Among such lessons, he believes, is patience.

“Learn to accept and enjoy the moment. When I talk to young artists and designers about their careers, I talk about how we put a lot of pressure on ourselves to compete or accomplish things by a certain age. Those are artificial benchmarks. The arts are a journey. Your life is a journey. Your career is a journey. There are places you’re going to stop along the road, and that’s when you need to stay in the moment. There’s no set arrival or destination. You’re going to have great successes and monumental failures, but you’re going to keep doing whatever it is you do.”

As he’s “rounding third toward 70,” Rick is often asked what he does. “I don’t even know how to answer that any more. Today, the things I really enjoy are mentoring and inspiring new talent, helping people give themselves permission to go do something—something they have a responsibility to share with others. But I can’t imagine myself not doing something. The older I become, the more precious time becomes.”

Rick grew up in Beaverdale, Iowa. “It was about as Opie Taylor an experience as it sounds.” And he finds having settled in the South agreeable to his Midwestern upbringing.
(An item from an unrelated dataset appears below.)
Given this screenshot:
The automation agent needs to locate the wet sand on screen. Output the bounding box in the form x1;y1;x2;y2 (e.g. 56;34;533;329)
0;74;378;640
“I don’t care if you’re in Cullman, Valdosta, or in Montgomery, Alabama, our culture is the culture of the people. We share ourselves. ‘Come on in. Let’s have some lemonade or iced tea. You hungry?’ We make great whisky, we have great restaurants, and we’ve gotten off the front porch and walked out in the yard and said, ‘We’re going to tell you about the best-kept secret: how rich the South is.’ The South is so real, and it’s so unpretentious. Even when it tries to be pretentious—‘Oh, by the way, we’re grilling oysters. They’re $4 apiece’—it’s still the South.”